O preço acabou sendo alto:
depois de uma temporada consagradora, foi fulminado por uma contusão no
joelho.
E
Federer, que sempre mantivera o sacrifício exigido de seus músculos no
limite do razoável, voltou ao topo por uns tempos.
Os
jovens contra-atacaram: não só Nadal o desalojou de novo, como Novak
Djokovic veio numa arrancada fulminante e superou a ambos. Federer
chegou até mesmo a ceder a terceira posição no ranking, esporadicamente,
a Andy Murray.
Não ganha um torneio de grand slam (os
quatro principais do tênis: Wimbledon, Rolland Garros, Aberto da
Austrália, US Open) desde o início de 2010.
Rico,
respeitado e aclamado, feliz no casamento, de bem com a vida, pai coruja de duas
gêmeas, tudo levava a crer que se curvaria à
evidência dos fatos, pendurando a raquete como o maior de todos os
tempos.
Mas, perseverou. E não como coadjuvante, o
papel que Schumacher vem desempenhando estoicamente desde sua volta às
pistas. Reciclou seu jogo, aperfeiçoou alguns golpes, melhorou as
estratégias.
Foi buscar novas armas, já que as antigas tinham sido
alcançadas pelos rivais.
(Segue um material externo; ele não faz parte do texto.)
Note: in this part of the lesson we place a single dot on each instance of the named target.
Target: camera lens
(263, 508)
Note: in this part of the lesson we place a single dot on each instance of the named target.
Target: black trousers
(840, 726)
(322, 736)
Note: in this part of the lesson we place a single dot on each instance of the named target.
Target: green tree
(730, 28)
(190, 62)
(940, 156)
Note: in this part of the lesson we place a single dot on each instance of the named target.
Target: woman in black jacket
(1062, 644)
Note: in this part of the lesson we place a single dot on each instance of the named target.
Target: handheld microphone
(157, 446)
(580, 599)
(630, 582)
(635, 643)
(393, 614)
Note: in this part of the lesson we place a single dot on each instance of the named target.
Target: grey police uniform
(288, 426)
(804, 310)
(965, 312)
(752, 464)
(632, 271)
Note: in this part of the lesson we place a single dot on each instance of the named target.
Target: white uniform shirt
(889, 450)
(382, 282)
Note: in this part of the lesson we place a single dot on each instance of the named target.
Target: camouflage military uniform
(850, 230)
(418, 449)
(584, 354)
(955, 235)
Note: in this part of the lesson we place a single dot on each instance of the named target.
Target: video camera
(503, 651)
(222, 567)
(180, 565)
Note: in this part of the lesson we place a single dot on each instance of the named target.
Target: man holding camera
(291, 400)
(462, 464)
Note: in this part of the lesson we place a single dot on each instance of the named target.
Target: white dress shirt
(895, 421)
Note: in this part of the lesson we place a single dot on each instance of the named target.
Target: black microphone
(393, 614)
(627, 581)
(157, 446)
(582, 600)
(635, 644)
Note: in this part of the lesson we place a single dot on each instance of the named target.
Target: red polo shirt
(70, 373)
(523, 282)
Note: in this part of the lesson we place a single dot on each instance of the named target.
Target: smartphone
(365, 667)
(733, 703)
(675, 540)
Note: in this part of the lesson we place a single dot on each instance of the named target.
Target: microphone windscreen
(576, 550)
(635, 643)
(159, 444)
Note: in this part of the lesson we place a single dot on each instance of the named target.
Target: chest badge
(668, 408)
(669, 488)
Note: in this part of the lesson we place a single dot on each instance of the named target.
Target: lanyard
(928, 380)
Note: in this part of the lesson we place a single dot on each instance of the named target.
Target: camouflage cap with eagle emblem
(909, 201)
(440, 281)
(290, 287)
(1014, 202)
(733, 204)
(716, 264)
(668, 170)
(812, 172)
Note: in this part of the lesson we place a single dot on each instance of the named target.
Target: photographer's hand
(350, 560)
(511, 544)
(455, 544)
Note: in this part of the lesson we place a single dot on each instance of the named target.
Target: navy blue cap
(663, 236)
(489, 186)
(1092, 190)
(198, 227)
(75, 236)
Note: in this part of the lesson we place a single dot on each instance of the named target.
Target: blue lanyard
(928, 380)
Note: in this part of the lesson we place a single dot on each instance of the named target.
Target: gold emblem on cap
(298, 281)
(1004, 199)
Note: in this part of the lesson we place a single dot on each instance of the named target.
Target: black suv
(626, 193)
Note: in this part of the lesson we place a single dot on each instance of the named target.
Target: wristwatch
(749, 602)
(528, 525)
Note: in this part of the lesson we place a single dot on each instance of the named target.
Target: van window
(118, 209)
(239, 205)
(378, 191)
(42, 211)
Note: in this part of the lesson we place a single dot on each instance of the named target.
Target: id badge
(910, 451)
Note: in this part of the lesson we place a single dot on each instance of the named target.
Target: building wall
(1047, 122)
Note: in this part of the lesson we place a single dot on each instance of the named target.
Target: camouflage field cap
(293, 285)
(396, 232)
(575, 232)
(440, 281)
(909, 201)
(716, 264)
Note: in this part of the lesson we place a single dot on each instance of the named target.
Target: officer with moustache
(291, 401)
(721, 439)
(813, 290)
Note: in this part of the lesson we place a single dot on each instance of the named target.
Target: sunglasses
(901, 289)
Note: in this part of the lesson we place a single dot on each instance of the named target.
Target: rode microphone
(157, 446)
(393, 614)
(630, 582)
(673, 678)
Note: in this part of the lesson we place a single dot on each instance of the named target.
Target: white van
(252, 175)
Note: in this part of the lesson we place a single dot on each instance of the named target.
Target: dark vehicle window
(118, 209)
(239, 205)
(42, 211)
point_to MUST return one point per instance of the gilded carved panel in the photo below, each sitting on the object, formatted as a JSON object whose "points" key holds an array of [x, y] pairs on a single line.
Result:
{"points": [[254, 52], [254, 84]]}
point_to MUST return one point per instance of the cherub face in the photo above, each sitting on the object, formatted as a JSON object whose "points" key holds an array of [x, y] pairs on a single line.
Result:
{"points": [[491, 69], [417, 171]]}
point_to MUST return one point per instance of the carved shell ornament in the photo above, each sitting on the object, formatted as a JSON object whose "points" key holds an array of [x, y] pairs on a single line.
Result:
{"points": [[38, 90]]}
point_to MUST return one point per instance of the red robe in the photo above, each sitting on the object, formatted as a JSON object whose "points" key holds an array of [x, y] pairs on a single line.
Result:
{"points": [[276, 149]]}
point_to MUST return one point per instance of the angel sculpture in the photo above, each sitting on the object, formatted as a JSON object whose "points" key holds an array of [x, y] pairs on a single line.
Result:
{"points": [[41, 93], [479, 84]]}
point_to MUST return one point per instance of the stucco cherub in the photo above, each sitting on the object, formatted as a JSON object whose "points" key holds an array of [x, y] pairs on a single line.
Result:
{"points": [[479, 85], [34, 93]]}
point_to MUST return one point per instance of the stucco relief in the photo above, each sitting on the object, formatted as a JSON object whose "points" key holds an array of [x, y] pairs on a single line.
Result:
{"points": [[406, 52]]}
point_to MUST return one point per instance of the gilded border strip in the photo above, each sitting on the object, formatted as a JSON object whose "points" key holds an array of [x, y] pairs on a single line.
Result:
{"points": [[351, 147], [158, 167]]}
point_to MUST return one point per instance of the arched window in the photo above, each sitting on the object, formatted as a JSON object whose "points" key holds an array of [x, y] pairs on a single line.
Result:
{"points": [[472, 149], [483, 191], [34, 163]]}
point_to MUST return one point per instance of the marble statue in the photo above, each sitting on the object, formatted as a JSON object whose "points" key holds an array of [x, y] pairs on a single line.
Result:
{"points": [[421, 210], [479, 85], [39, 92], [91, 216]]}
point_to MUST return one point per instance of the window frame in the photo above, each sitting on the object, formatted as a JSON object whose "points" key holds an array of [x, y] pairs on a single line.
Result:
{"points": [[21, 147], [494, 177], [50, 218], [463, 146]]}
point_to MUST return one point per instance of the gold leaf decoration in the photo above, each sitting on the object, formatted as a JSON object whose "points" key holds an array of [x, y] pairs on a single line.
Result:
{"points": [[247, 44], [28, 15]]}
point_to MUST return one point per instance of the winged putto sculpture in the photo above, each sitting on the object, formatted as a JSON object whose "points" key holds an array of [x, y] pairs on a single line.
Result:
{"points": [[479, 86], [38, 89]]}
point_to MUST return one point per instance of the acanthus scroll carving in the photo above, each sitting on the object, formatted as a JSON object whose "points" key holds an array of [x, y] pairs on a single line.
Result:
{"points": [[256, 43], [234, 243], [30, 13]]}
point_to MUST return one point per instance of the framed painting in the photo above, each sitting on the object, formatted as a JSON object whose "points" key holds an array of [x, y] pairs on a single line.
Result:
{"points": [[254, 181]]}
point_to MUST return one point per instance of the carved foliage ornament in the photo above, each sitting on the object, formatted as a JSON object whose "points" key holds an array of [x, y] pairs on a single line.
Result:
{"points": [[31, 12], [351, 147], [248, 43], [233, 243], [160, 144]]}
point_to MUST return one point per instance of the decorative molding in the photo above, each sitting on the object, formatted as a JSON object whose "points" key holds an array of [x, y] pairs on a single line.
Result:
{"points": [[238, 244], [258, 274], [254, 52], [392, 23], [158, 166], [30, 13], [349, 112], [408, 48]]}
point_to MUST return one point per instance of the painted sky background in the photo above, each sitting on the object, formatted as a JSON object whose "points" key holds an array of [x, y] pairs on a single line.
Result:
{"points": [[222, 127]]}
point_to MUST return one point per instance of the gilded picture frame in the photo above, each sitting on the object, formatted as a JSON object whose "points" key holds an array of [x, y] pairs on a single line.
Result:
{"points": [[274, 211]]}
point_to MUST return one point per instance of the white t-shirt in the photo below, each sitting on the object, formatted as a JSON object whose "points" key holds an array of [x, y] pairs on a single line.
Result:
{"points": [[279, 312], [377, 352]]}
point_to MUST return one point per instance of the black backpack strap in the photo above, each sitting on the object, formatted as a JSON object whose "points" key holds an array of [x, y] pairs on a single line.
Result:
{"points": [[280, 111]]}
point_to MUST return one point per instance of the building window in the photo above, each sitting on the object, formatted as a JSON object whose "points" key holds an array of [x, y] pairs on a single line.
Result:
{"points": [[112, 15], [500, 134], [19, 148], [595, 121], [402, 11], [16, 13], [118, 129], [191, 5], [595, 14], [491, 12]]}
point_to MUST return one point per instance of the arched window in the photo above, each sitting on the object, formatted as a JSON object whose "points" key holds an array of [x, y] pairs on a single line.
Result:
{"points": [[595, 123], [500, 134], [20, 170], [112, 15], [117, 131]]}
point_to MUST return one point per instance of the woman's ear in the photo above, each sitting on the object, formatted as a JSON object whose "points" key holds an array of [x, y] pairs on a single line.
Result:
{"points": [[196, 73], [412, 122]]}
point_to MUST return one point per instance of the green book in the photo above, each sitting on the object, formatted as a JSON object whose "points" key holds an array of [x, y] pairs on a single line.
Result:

Seu saque, p. ex., agora é muito mais poderoso,
abrindo caminho para vitórias rápidas contra os adversários mais fracos
--dada a importância, no caso de um veterano, de guardar energias para
enfrentar os mais fortes.
Então, desde o semestre
passado, ele vem pouco a pouco se reaproximando do topo, armando o bote.
E, agora, pode conseguir este feito que parecia impossível para um
tenista
com mais de 30 (vai completar 31 anos em
agosto), dependendo de sua colocação e da de Djokovic no torneio de
Wimbledon, em curso; se for campeão, p. ex., ele voltará ao topo do
ranking, além de igualar o recorde de mais semanas de permanência como o
nº 1.
* * *
Como todo ser humano, admiro
quem me inspira. Várias vezes meu autocontrole foi testado no limite
extremo e, levando em conta a diferente magnitude dos desafios
enfrentados, creio não ter ficado tão atrás de Schumacher, Kasparov e
Federer. Também já ganhei partidas que pareciam totalmente perdidas,
nas batalhas da vida.
E tenho, confesso, uma
satisfação um tanto egoísta em presenciar os feitos dos maiores de todos
os tempos. Pois, é sempre frustrante termos de ouvir falarem
maravilhas sobre grandes nomes do passado, como se nada acontecesse de
relevante no presente que vivemos.
Não questiono nem duvido que Leônidas da Silva, Fangio, Joe Louis e Capablanca tenham sido esportistas grandiosos.
Mas,
em vez de ficar venerando quem nem sequer conheci, aprecio mais ter
visto Pelé, Schumacher e Muhammad Ali superarem nitidamente os três
primeiros; e saber que Kasparov, no mínimo, merece figurar ao lado do
quarto, no panteão dos deuses do esporte.